Copyright Amazon.com, Inc. or its affiliates. All Rights Reserved.
SPDX-License-Identifier: Apache-2.0

# Learning Gremlin - Create, Update, and Delete Queries

This notebook is the fourth in a series of notebooks that walk through how to write queries using Gremlin.  In this notebook, we will examine the basics of how to perform mutation operations, create/update/delete in Gremlin.  This notebook assumes that you have already completed the previous notebook "01-Basic-Read-Queries" so we will continue our lessons from the end of the previous notebook and assume that the data has been loaded into the cluster.
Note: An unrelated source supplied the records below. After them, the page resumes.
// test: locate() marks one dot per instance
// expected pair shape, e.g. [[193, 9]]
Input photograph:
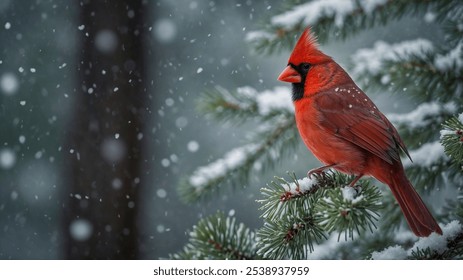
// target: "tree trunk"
[[104, 149]]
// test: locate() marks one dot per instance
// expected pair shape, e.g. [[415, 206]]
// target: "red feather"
[[345, 130]]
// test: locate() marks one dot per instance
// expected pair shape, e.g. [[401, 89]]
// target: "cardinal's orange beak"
[[290, 75]]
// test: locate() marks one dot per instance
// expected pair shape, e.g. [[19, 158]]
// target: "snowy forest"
[[158, 129]]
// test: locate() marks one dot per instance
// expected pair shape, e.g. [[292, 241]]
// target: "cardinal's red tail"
[[416, 213]]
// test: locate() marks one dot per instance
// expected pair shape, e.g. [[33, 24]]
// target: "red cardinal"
[[345, 130]]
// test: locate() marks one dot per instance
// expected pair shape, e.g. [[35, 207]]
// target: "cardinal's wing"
[[356, 119]]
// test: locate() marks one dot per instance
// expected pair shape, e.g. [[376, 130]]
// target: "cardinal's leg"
[[319, 170]]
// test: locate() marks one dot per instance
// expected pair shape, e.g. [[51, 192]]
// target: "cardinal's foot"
[[318, 170]]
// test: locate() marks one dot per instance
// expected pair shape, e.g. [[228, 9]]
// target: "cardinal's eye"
[[305, 66]]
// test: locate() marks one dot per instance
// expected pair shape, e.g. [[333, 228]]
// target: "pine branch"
[[340, 20], [219, 237], [300, 213], [413, 67], [276, 136], [452, 140], [420, 125]]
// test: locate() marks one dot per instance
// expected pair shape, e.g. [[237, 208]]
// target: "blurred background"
[[98, 120]]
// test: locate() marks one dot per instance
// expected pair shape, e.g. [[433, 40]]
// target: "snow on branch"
[[330, 18], [427, 155], [274, 137], [432, 246], [301, 212], [424, 115]]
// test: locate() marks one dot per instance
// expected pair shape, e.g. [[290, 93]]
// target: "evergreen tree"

### Setting up the visualizations

Run the next two cells to configure various display options for our notebook, which we will use later on to display our results in a pleasing visual way.  

In [None]:
%%graph_notebook_vis_options
{
  "groups": {    
    "person": {
      "color": "#9ac7bf"
    },
    "review": {
      "color": "#f8cecc"
    },
    "city": {
      "color": "#d5e8d4"
    },
    "state": {
      "color": "#dae8fc"
    },
    "review_rating": {
      "color": "#e1d5e7"
    },
    "restaurant": {
      "color": "#ffe6cc"
    },
    "cusine": {
      "color": "#fff2cc"
    }
  }
}

### Looking at our graph data

As we examined the data model in the previous notebook, we are not going to examine it, however we will leave the data schema for reference.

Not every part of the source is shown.